Most recently, the foundation built, painted and installed chalkboards for the children at Paloma Park after seeing children’s drawings on the back fence.
Burlingame has beautiful and well-used parks. But as with any public facility, area or building, they can always use some extras — and that’s where the foundation comes in.
When the Daily Journal wrote about San Carlos’ Iron Ox in late 2017, we knew they were on to something. After all, it’s not often you hear of a company building a robotic greenhouse. But the unique company that focuses on building an automated farming system decided last week to share their crops locally.
According to the company, its first Bay Area partner will be Bianchini’s in San Carlos, which will sell three different varietals — red-vein sorrel, Genevieve basil and baby lettuce heads. Rather than the typical 2,000-mile journey a head of lettuce typically takes in the United States, these little bundles of produce will travel just more than a half a mile on Friday and be on the shelves within 24 hours.
The company is trying new methods of farming with plant science, machine learning and robotics and while some people might be saying it’s the stuff of “Brave New World,” it really is just an extension of how we already produce agriculture. It might also give a leg up to local producers who could benefit from an update on their methodology to help stay competitive with big agriculture.

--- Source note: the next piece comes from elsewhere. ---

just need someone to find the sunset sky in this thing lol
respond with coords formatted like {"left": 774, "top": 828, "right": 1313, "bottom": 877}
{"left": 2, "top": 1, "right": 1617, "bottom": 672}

With the world’s population growing, the technology Iron Ox is working on might be able to make certain areas that don’t benefit from traditional good climates and soil more food stable, which makes them more politically stable. It could also provide ways to reduce the use of harmful chemicals. And who knows? It might even taste great.
The Millbrae Pancake House is celebrating its 60th anniversary this weekend. I’ve never been, but heard it’s good.
Sad to see Retro Sweets on Howard Avenue in downtown Burlingame shut its doors. The official reason was that it could no longer keep up with the changing retail climate. It was at the corner of Lorton Avenue for 11 years, though it seemed much longer. Before it opened, it was a paint store, I think Gray’s, which is now on California Drive.
Nazareth Enterprise just purchased its Ice Oasis location in the Bridgepointe Shopping Center for $11.5 million. After some concern the rink would become retail, it was rescued by Nazareth in 2017. The shopping center was sold a bit ago but the rink was not part of the deal. This purchase, according to Mounir Kardosh, Nazareth CEO, will allow for more extensive work to be done to the facility like a new roof and solar panels. There are also some deals in the works for partner tenants, he added.